Storage Model & Object Layout

Overview

Cloudstic uses a content-addressable storage model where every piece of data is stored as an immutable object keyed by its hash. This architecture provides natural deduplication, structural sharing between snapshots, and strong crash safety guarantees.

Object Key Namespace

All objects are stored under a flat key namespace with the pattern <type>/<hash>:

Prefix	Description
`chunk/`	Compressed file data segments (zstd, FastCDC boundaries)
`content/`	Manifest listing the chunk refs that make up a file
`filemeta/`	File metadata (name, size, mod time, content hash)
`node/`	HAMT tree nodes (directory structure)
`snapshot/`	Root object tying a tree to a point in time
`index/latest`	Mutable pointer to the most recent snapshot
`index/snapshots`	Snapshot catalog (lightweight summaries, self-healing)
`index/packs`	Pack catalog with offsets for objects inside packfiles
`keys/`	Encryption key slots (stored unencrypted)
`config`	Repository marker (unencrypted)

Objects under chunk/, content/, filemeta/, node/, and snapshot/ are immutable once written. Only objects under index/ and keys/ are mutable.

Object Immutability

Because all data objects are content-addressed and append-only, interrupted backups cannot corrupt existing data. A partial write can never overwrite or modify an object that was already stored. This immutability provides:

Natural deduplication: identical content produces the same hash
Structural sharing: unchanged subtrees are reused by reference
Crash safety: previous snapshots remain valid even if a backup is interrupted
Point-in-time recovery: every snapshot is a complete, consistent checkpoint

Hash Function Selection

Different object types use different hash functions based on their security requirements:

Chunk Keys: HMAC-SHA256

Chunks are keyed by HMAC-SHA256 (when encryption is enabled) or SHA-256 (when unencrypted):

// From internal/core/ and AGENTS.md
// Object key: chunk/<hmac_sha256> or chunk/<sha256>

The HMAC keying prevents the storage provider from confirming file contents by hashing known plaintext. The dedup key is derived from the encryption key via HKDF.

Metadata Keys: SHA-256

All metadata objects (content/, filemeta/, node/, snapshot/) are keyed by the SHA-256 hash of their canonical JSON representation:

// From internal/core/models.go
func (f *FileMeta) Ref() (string, []byte, error) {
    hash, data, err := ComputeJSONHash(f)
    if err != nil {
        return "", data, err
    }
    return "filemeta/" + hash, data, nil
}

Write Order During Backup

Backups follow a bottom-up write order, from raw data to the root pointer:

chunk/*        – file content segments (parallel, during upload phase)
content/*      – per-file chunk manifests
filemeta/*     – file metadata referencing its content hash
node/*         – HAMT tree nodes (buffered in memory, flushed at the end)
snapshot/*     – snapshot object referencing the HAMT root
index/latest   – mutable pointer updated to the new snapshot
index/packs    – pack catalog updated (if packfiles are enabled)

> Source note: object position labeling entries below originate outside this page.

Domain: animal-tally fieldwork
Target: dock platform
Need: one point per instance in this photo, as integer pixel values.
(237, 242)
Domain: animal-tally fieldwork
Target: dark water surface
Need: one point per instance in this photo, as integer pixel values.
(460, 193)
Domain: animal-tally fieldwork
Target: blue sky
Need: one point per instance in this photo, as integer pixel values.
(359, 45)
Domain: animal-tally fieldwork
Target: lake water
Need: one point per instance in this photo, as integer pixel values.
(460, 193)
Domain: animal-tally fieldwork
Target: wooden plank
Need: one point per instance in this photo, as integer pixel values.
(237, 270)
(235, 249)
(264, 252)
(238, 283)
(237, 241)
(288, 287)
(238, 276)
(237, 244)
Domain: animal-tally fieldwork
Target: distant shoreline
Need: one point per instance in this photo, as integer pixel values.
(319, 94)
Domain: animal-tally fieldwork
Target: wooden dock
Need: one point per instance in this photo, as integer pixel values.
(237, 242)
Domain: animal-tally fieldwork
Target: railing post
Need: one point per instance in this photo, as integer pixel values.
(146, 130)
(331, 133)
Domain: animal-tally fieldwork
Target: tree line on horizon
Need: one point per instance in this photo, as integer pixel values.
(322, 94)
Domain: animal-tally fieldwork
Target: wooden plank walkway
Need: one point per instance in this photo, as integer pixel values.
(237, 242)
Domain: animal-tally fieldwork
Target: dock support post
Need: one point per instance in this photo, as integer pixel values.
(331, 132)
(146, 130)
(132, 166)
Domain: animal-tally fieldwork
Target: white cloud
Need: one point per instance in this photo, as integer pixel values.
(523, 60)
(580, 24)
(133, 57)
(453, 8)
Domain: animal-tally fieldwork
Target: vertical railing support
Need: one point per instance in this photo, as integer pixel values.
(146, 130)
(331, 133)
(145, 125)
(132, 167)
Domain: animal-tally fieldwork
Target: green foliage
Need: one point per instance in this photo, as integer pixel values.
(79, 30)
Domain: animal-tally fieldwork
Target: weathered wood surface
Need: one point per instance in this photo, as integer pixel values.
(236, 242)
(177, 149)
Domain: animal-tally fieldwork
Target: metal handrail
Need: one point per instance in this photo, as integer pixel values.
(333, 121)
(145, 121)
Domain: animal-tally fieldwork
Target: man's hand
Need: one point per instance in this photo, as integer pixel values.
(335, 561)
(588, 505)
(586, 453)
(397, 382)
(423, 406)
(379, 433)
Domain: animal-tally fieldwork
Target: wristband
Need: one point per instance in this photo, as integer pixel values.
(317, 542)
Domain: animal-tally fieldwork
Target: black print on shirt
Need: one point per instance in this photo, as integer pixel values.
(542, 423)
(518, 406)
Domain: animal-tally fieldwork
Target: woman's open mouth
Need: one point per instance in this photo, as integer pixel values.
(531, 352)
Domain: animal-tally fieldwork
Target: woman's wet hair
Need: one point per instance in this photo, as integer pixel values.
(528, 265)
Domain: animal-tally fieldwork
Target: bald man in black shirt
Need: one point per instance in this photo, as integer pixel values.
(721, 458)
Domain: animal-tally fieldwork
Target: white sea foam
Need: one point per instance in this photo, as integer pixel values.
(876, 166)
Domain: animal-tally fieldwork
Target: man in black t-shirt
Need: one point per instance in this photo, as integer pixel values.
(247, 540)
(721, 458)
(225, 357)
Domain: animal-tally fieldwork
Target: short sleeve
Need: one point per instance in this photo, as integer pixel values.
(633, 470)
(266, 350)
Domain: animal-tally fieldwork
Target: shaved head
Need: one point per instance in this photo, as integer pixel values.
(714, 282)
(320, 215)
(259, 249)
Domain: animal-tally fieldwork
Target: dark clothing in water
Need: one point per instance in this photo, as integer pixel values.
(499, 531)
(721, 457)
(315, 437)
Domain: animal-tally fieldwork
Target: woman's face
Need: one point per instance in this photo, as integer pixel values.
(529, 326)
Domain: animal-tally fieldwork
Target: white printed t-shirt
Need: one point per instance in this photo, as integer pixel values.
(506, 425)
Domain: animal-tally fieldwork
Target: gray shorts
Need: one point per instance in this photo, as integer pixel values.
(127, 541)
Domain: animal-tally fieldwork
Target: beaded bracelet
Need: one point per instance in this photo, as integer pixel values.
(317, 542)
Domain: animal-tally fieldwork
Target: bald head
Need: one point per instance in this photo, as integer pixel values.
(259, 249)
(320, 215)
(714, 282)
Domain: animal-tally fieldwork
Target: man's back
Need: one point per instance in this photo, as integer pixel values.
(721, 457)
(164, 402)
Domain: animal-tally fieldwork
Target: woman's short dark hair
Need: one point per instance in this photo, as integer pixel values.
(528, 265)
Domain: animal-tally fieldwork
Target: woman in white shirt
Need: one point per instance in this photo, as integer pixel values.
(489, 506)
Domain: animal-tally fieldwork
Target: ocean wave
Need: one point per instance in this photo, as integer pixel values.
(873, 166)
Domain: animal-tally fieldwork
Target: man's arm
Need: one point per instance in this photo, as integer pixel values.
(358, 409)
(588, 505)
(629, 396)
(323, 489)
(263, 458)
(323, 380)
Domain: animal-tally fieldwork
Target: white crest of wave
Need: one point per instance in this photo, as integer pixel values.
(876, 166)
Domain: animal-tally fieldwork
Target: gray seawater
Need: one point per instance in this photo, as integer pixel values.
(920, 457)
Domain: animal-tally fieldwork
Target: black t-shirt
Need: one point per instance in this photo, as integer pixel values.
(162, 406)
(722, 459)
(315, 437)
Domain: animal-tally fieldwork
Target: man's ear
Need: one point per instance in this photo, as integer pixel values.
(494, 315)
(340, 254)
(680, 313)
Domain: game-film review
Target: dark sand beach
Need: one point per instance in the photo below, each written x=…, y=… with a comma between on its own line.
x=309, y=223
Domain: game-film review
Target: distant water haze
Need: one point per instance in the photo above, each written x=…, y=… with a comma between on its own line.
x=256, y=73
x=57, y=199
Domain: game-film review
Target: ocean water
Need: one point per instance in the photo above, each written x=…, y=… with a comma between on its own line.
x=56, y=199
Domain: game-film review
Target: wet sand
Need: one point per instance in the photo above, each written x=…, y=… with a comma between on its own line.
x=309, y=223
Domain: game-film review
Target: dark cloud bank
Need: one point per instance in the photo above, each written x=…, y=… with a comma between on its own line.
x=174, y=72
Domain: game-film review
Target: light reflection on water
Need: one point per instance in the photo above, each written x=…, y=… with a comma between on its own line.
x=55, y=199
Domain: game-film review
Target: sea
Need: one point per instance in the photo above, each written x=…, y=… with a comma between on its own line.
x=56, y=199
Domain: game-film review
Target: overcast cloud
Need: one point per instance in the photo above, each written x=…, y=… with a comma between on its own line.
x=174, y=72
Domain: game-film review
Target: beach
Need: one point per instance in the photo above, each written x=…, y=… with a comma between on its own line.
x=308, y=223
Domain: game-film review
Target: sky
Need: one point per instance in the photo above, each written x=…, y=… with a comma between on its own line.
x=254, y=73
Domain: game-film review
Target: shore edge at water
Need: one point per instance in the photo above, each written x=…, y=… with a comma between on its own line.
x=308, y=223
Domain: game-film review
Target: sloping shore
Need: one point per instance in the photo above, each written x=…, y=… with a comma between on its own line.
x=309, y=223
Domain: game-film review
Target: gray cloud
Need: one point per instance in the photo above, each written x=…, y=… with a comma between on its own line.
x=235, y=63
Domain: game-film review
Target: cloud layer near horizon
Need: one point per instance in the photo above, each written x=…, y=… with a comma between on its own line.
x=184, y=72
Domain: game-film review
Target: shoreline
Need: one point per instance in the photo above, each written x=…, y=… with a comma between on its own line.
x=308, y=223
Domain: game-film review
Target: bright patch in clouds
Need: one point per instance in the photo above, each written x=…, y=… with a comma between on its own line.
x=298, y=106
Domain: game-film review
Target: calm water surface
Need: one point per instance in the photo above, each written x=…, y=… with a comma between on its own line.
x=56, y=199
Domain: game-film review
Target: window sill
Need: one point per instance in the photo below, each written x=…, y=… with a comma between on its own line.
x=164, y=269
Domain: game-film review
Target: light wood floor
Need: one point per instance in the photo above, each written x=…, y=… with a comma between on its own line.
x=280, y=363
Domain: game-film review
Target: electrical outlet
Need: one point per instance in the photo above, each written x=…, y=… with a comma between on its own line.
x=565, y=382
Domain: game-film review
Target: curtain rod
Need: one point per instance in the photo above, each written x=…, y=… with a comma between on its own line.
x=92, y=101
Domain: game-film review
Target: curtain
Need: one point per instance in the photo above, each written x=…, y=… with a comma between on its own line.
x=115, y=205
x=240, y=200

The commit point is step 6: until index/latest is updated, the previous backup state is fully intact and reachable.

Crash Safety Guarantees

Interruption Scenarios

Interrupted during	Effect	Risk
Chunk / Content / FileMeta	Orphaned blobs in store	None
HAMT Flush	Orphaned node + blob objects	None
Snapshot write	Orphaned snapshot + all its objects	None
`index/latest` update	New snapshot exists but isn’t “latest”	None
`index/packs` catalog	Catalog stale; rebuilt on next load	None

In every case, the previous index/latest still points at a fully valid snapshot with a complete, consistent tree.

Backend Atomicity

Individual object writes are atomic on all supported backends:

B2 (Backblaze): Incomplete uploads are not visible. An object is only readable after the upload completes successfully.
S3 / S3-compatible: Same as B2: objects become visible only after the upload completes.
SFTP: Put writes to a .tmp file and renames via PosixRename, which is atomic on most SFTP server implementations.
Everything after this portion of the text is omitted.